• Import problems was meta: countries in the sea of time

    From pyotr filipivich@21:1/5 to All on Wed Feb 19 13:09:24 2020
    XPost: alt.time-travel

    Ed Stasiak <estasiak@att.net> on Wed, 22 May 2013 19:15:56 -0700 (PDT)
    typed in alt.time-travel the following:
    Rich Rostrom
    Ed Stasiak

    Availability would drop and costs would increase...

    You don't get it. Availability of these
    things drops _instantly_ to _zero_.

    Yabut, _what_ things?

    The U.S. imports plastic sporks from China and that will
    be gone in this scenario. Now the U.S. could ramp up
    domestic spork production but I suspect that due to the
    strange situation and the need for plastics for higher
    priority areas of the economy, we wouldn't bother.

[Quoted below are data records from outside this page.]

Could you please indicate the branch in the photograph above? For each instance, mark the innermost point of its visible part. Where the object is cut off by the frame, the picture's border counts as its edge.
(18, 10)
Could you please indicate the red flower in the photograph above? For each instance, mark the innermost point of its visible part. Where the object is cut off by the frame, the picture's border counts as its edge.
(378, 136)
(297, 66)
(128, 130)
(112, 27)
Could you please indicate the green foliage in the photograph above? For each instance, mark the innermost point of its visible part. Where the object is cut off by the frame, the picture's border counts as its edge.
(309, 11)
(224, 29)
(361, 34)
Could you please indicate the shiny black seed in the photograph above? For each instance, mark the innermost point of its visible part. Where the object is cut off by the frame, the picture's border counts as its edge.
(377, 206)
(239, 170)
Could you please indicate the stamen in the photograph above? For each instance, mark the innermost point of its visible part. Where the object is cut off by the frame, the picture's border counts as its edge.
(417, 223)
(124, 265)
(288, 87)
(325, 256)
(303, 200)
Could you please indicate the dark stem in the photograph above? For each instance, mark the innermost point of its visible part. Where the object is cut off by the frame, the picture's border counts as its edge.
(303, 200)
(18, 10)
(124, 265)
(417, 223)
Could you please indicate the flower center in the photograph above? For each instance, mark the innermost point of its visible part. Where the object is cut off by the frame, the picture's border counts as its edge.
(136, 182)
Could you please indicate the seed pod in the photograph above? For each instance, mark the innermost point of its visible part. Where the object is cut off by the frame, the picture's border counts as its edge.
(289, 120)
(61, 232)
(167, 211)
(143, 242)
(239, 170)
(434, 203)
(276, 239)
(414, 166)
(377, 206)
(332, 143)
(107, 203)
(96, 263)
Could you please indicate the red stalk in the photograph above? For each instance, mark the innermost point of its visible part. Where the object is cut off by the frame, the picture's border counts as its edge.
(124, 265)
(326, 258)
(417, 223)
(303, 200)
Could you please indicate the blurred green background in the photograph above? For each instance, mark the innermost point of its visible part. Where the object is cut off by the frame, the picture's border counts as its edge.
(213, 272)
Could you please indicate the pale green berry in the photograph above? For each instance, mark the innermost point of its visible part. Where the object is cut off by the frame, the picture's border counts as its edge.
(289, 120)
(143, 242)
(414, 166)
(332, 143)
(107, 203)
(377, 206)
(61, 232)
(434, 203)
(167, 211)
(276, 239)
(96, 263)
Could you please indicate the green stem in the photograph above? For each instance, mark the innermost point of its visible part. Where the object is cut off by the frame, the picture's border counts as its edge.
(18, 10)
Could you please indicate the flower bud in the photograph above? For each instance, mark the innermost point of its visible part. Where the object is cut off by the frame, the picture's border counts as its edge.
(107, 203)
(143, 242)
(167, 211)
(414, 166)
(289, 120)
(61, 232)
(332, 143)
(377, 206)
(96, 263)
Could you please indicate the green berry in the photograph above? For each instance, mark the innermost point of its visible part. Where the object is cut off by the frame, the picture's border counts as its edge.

    Initially, kids would have to bring their own forks to school
    for lunch and down the line, school cafeterias would provide
    silverware as they did back in oldy timey days.

    You have to define what "hurt' means in this context and
    I just don't see this being that much of a problem for the
    average Joe American Citizen.

    The inserts for machine tools are imported. How long to ramp up production of those so that you can start making the machined parts to
    replace the imports?

    Various annoyances, sure (gas prices spike, tomatoes
    might not be available in northern states during winter,
    etc) but nothing we couldn't easily deal with.

    Did we mention that the subways stop running, because the plates
    used to attach rails to ties were imported, and there isn't a domestic
    source?

    --
    pyotr filipivich
    Next month's Panel: Graft - Boon or blessing?